Here a wave packet can be seen colliding against a barrier yet part of it is still able to cross the barrier during the phenomenon of quantum tunneling. Image by Yuvalr.

These are, ultimately, the two best pictures we have of the universe: in one all outcomes can be predicted given we have the necessary information. Our future has already been determined. In the other random phenomena lead to uncertainties regarding what particles will do. Neither of these leave room for that elusive thing we call free will.

There will always be philosophical or religious arguments against this view of the world. It can be said that science’s stance on free will is reductionist and that of course there is room for us to control the outcome of our lives, but this is simply not how the world is described by our laws of nature — not as we know them today.
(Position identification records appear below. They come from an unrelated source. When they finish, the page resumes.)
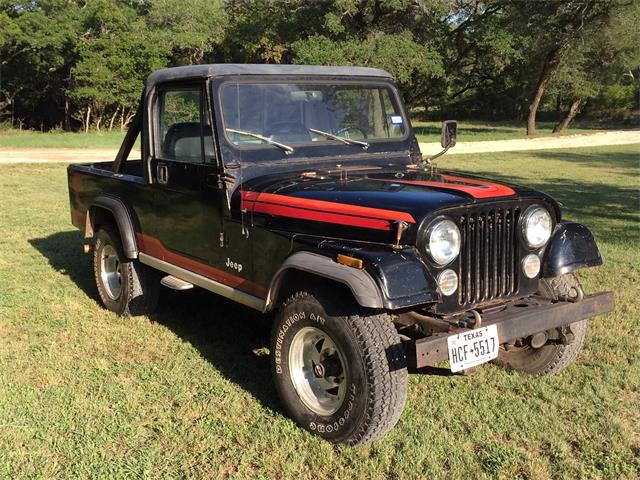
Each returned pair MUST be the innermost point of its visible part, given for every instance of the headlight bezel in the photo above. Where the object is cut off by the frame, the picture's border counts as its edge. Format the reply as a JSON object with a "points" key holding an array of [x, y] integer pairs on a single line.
{"points": [[524, 222], [426, 241]]}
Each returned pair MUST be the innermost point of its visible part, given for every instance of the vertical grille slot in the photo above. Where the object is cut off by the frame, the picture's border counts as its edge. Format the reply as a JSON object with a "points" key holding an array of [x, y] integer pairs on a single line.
{"points": [[488, 257]]}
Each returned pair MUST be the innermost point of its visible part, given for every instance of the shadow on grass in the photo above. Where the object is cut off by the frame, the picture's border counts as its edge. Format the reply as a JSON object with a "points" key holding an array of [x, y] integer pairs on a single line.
{"points": [[596, 160], [226, 334]]}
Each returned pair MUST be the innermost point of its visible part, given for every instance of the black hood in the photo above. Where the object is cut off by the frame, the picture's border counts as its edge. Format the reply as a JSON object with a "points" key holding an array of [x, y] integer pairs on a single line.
{"points": [[365, 203]]}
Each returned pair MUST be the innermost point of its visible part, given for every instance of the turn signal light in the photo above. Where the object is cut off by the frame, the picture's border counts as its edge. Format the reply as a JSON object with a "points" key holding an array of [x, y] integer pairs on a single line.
{"points": [[350, 261]]}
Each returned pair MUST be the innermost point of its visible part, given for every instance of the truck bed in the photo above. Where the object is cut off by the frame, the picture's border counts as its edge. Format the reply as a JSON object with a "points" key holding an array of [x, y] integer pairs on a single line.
{"points": [[88, 181]]}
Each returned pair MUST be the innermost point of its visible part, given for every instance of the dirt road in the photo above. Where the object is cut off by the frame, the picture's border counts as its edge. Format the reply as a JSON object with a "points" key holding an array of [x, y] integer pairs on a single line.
{"points": [[70, 155]]}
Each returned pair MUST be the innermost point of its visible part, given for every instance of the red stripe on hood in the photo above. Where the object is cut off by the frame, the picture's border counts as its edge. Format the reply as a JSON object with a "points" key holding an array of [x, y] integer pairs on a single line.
{"points": [[475, 188], [322, 211]]}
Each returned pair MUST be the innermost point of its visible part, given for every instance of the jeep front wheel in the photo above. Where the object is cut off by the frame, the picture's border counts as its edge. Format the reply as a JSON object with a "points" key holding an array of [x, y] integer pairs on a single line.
{"points": [[340, 376], [125, 286]]}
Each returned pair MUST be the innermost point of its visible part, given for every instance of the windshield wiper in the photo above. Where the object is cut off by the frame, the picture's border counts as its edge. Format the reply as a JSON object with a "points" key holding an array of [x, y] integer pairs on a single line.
{"points": [[288, 150], [348, 141]]}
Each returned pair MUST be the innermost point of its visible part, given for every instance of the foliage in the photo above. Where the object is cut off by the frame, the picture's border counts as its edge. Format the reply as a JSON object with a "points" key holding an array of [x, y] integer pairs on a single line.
{"points": [[83, 63], [187, 393]]}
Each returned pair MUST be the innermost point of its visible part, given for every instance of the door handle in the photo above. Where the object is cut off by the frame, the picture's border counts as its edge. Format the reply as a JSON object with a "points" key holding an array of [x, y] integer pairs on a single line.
{"points": [[162, 174]]}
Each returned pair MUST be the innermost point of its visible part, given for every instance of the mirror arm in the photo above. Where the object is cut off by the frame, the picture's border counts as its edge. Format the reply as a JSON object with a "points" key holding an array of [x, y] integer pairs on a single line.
{"points": [[430, 159]]}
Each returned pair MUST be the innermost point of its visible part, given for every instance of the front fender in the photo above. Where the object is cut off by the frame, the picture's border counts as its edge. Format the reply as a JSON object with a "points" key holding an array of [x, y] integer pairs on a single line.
{"points": [[571, 247], [391, 279]]}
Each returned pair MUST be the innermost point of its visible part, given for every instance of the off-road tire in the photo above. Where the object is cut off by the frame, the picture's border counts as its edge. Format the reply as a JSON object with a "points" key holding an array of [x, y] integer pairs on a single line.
{"points": [[376, 388], [552, 357], [140, 285]]}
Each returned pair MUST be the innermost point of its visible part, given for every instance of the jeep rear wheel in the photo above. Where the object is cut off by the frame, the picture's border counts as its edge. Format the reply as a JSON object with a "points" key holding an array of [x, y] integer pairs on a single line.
{"points": [[340, 376], [125, 286], [550, 356]]}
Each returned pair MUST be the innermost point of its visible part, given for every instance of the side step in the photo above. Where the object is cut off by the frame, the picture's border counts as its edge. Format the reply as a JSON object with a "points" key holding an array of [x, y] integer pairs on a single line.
{"points": [[175, 283]]}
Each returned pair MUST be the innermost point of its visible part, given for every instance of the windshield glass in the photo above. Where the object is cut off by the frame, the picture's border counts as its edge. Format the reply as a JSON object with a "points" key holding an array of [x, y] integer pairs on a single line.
{"points": [[294, 113]]}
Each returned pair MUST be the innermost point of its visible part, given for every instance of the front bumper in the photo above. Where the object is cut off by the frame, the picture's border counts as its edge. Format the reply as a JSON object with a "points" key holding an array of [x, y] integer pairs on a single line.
{"points": [[518, 320]]}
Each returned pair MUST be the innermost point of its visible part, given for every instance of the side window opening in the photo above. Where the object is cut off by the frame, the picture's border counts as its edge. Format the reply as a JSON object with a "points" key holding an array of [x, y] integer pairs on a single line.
{"points": [[184, 128]]}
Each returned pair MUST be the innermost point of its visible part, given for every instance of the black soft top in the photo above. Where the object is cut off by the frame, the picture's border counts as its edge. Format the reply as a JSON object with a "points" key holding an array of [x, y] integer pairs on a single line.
{"points": [[219, 69]]}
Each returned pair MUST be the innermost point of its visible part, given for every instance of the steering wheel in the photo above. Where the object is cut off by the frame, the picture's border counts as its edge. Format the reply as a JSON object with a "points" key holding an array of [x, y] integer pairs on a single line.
{"points": [[351, 128]]}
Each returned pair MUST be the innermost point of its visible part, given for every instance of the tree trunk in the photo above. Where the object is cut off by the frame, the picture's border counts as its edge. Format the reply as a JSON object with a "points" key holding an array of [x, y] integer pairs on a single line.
{"points": [[87, 120], [129, 117], [113, 118], [549, 66], [569, 116], [66, 119]]}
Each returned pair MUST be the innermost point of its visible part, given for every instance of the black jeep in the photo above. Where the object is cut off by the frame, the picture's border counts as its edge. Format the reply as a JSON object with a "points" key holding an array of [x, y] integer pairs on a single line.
{"points": [[302, 190]]}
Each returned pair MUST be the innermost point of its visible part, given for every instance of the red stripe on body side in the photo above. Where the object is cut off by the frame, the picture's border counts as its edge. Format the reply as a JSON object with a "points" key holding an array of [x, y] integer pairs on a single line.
{"points": [[153, 247]]}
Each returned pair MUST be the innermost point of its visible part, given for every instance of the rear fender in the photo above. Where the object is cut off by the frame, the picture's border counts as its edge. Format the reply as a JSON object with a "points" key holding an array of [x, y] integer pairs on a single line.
{"points": [[571, 248], [123, 218]]}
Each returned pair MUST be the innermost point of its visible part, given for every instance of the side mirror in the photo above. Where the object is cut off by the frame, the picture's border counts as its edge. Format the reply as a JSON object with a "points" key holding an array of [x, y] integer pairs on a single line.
{"points": [[449, 133]]}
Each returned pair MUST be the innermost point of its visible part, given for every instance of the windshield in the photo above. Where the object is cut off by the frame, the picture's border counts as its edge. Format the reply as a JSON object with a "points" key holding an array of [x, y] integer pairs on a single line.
{"points": [[294, 113]]}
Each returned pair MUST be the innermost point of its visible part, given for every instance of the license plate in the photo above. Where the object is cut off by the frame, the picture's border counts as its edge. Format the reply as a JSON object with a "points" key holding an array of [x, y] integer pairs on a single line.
{"points": [[472, 348]]}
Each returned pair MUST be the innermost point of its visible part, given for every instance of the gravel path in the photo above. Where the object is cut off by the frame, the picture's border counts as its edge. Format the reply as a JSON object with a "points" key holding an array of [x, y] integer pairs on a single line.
{"points": [[70, 155]]}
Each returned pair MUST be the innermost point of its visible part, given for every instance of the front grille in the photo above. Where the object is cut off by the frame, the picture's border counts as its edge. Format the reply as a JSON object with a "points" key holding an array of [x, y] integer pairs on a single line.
{"points": [[488, 259]]}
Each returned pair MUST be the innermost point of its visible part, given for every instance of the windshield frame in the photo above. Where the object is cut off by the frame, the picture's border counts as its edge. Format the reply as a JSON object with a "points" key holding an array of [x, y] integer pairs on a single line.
{"points": [[318, 145]]}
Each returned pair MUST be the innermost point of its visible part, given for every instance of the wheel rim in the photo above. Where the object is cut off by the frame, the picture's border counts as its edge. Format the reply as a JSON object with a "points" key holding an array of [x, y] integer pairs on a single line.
{"points": [[111, 272], [318, 370]]}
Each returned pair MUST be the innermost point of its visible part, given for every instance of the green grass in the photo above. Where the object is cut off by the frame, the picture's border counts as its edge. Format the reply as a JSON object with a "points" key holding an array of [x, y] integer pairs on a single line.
{"points": [[84, 393], [60, 139], [470, 131]]}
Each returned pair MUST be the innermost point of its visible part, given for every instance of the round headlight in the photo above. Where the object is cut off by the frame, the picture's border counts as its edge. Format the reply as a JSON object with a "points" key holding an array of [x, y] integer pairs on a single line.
{"points": [[448, 282], [444, 241], [536, 226]]}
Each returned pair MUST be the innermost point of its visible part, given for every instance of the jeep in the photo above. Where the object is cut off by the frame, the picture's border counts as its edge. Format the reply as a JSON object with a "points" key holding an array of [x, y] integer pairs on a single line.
{"points": [[302, 191]]}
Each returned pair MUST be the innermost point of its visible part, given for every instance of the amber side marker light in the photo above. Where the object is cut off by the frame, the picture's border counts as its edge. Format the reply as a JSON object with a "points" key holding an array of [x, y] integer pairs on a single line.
{"points": [[350, 261]]}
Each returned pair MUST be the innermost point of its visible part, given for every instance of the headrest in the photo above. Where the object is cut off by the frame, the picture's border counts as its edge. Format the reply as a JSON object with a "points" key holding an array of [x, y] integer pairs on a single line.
{"points": [[182, 142]]}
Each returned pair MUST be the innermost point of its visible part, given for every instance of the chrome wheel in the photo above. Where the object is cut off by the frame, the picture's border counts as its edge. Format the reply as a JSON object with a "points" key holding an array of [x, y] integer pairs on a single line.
{"points": [[111, 272], [318, 370]]}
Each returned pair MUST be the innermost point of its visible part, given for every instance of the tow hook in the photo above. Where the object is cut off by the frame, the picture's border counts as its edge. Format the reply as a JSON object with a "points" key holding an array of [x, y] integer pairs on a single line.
{"points": [[565, 335], [475, 322]]}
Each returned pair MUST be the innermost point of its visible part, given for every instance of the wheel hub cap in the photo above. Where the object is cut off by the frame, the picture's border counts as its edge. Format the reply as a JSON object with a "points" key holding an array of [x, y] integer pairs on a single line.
{"points": [[111, 272], [318, 370]]}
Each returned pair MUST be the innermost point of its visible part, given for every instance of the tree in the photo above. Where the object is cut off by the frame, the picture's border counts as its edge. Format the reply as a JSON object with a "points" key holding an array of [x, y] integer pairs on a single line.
{"points": [[550, 31]]}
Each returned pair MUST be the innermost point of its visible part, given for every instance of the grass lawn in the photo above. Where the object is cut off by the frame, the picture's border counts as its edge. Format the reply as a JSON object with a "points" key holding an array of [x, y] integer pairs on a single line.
{"points": [[84, 393], [468, 131], [60, 139]]}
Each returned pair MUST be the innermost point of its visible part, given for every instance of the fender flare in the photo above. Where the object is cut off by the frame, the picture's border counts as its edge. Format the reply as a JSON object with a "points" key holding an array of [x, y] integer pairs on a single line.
{"points": [[123, 218], [363, 287], [571, 247]]}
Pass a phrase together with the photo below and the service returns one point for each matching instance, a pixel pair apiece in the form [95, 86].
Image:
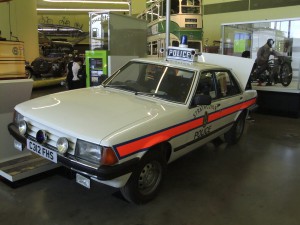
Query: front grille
[53, 135]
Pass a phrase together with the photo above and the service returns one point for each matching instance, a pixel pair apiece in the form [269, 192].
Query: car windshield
[159, 81]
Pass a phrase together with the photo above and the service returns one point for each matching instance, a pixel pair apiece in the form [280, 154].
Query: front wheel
[236, 131]
[28, 74]
[145, 183]
[286, 74]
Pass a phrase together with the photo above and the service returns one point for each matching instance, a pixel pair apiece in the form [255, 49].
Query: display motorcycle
[279, 70]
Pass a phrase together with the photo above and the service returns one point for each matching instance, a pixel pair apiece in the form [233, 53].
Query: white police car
[124, 132]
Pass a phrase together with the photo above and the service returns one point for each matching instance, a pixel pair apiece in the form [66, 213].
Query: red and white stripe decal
[145, 142]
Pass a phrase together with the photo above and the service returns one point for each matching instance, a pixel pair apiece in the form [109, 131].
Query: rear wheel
[236, 131]
[145, 183]
[286, 74]
[28, 73]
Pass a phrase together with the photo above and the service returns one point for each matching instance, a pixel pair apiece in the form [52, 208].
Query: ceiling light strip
[87, 1]
[82, 10]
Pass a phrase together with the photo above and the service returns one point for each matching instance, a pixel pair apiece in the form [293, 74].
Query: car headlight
[88, 151]
[17, 118]
[62, 145]
[22, 126]
[94, 153]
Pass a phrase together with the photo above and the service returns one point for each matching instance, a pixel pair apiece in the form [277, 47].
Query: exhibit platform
[279, 100]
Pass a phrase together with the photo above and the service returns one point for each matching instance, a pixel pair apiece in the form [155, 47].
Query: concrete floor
[256, 182]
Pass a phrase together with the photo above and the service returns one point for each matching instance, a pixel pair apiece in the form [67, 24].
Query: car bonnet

If there is such a thing as free will then it doesn’t extend to anything of actual value. You can control your choice for dinner or the breed of dog you’d like to keep but you can’t control genetic diseases or intellectual capabilities or your socioeconomic background at birth.

For some people it is important to hold onto the idea nonetheless. It makes their decisions feel important and it keeps their morality intact. There is nothing wrong with holding onto this belief. As it is sometimes cleverly put, “Of course you believe in free will. You have no choice.”